Clever website design pricing models can effectively benefit your brand which pads your sales at the end of the day. Appending a price to your product is like giving out a flyer, it’s fantastic for branding your small business, just be cautious about how that message is delivered and what it says. Starting a new relationship with clients with high end pricing screams ‘we’re hot and we know it’. Fighting with a competitor over a low price says ‘I’m not confident in my abilities‘. Not using a considerable pricing structure will land you in the troubled waters of mediocrity.
Some lessons to remember…
1. Price per service, not hourly. Considered a standard in design pricing, one of the most counter-productive things a designer can do is charge by the hour. What is the point of charging your customers by the hour? You might have had some previous employers or interactions where their pricing model was based on.

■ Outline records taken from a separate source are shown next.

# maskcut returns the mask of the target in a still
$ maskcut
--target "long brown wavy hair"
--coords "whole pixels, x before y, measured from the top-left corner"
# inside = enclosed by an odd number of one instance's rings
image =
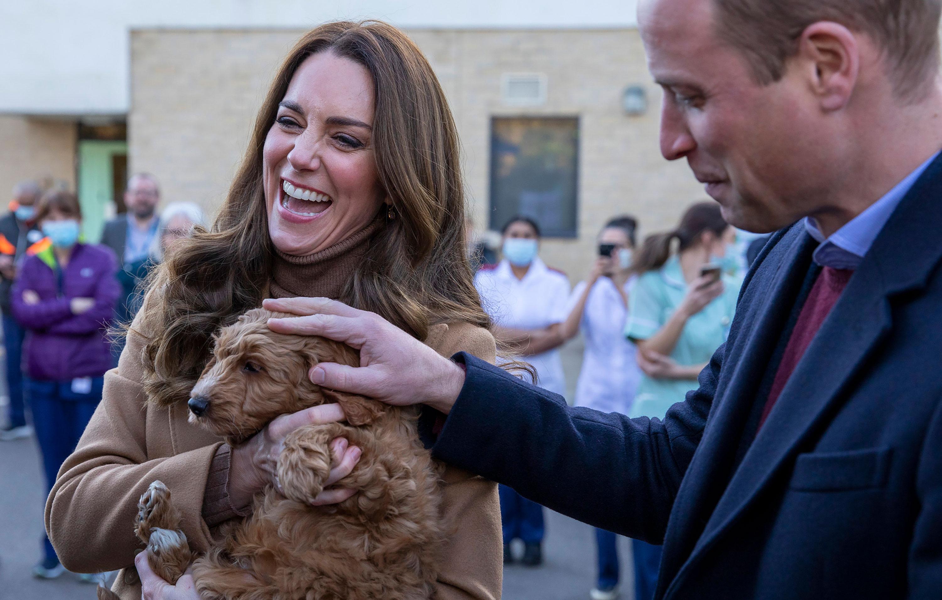
[[[305,34],[278,69],[211,229],[181,241],[149,282],[144,387],[160,404],[188,397],[209,358],[213,334],[262,302],[274,253],[262,148],[295,71],[319,52],[353,60],[370,73],[380,182],[399,214],[371,240],[340,300],[420,339],[440,323],[490,325],[465,252],[458,135],[438,79],[418,47],[395,27],[377,21],[329,23]]]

- Charging by the hour sets your initial relationship with your client up for failure because the level of expectations between you and your client are completely different. Your client wants to get the most out of you for the least amount of hours while you want to get the most out of your client on a financial level, pretty toxic when you think about it.

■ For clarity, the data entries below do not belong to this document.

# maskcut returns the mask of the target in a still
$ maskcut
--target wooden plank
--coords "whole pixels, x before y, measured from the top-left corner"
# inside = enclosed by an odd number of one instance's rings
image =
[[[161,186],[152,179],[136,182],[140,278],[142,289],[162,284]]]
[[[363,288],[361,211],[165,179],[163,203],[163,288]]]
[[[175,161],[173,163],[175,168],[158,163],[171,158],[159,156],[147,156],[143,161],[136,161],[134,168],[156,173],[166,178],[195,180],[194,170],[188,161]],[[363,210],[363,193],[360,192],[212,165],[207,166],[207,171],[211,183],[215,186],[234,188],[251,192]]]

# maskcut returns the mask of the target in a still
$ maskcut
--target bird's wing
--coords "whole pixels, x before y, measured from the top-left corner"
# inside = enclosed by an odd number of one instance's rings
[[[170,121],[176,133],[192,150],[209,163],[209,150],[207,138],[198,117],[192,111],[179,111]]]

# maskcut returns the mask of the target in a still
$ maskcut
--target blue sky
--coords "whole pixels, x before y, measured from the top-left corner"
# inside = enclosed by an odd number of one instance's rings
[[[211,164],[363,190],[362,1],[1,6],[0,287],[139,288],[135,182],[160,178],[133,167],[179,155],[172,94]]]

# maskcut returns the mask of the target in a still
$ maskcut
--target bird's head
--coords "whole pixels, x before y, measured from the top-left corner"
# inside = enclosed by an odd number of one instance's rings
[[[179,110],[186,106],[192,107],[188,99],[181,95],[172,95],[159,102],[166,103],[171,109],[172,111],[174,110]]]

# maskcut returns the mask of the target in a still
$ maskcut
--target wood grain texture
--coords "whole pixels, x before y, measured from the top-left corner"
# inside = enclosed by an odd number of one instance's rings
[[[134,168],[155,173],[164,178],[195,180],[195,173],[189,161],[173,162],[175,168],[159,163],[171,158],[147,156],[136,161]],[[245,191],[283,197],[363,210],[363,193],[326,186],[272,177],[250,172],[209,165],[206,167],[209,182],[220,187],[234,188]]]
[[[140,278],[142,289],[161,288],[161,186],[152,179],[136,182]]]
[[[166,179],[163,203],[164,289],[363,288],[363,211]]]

- Hourly billing doesn’t have your customer’s best interest in mind or yours too. When your customers come to you for a design they are looking for a targeted result. They need to put money into your abilities and not your bank account and not based on some arbitrary pricing structure.
- When your billing hourly you limit yourself on a creative level. Always try to tie in your up front fee with what the client actually values, their creativity. Most customers have a tendency to diagnose their problems without the assistance of their designer and will make snap decisions leading to;
2. Slowing down your sales process. You should slow down how you deal with your clients and avoid taking on every single client that walks through the door. You need to understand what your client actually needs and approach the sale with a minimalist outlook and allow your client to become excited on their project on their own.
3. Client intake processes. For example, imagine your client intake process is a four-step process. First, determine the purpose behind your client’s needs. Ask them questions about their purpose for wanting your services. Ask them how the purpose could change. Second, investigate the expected result. How will you know when you’re done? Investigate your client’s ability to bring this project to an end. Is this the type of client that will never be satisfied? After applying this process for some time, you’ll be able to tell if a client is not tracking with you. Scope discussions could be added to this phase of your new client intake process. Third, conduct value discussions. Value discussions should be about identifying what the client truly values and how you will price the things the client values. In this part of your new client intake process, you can address how you want the client to interact with you and find out how the client wants you to interact with them. Do they like to meet face-to-face or is a digital relationship okay? These value discussions will directly influence your price. Finally, create engagement. This is where you determine your price, and offer three price options for the client to choose from, based on scope. I typically offer three options. I will typically include things in my top package that the client didn’t ask for because they didn’t know they could ask for it. The engagement process is also where you request an agreement to be signed and get your first down payment on the work.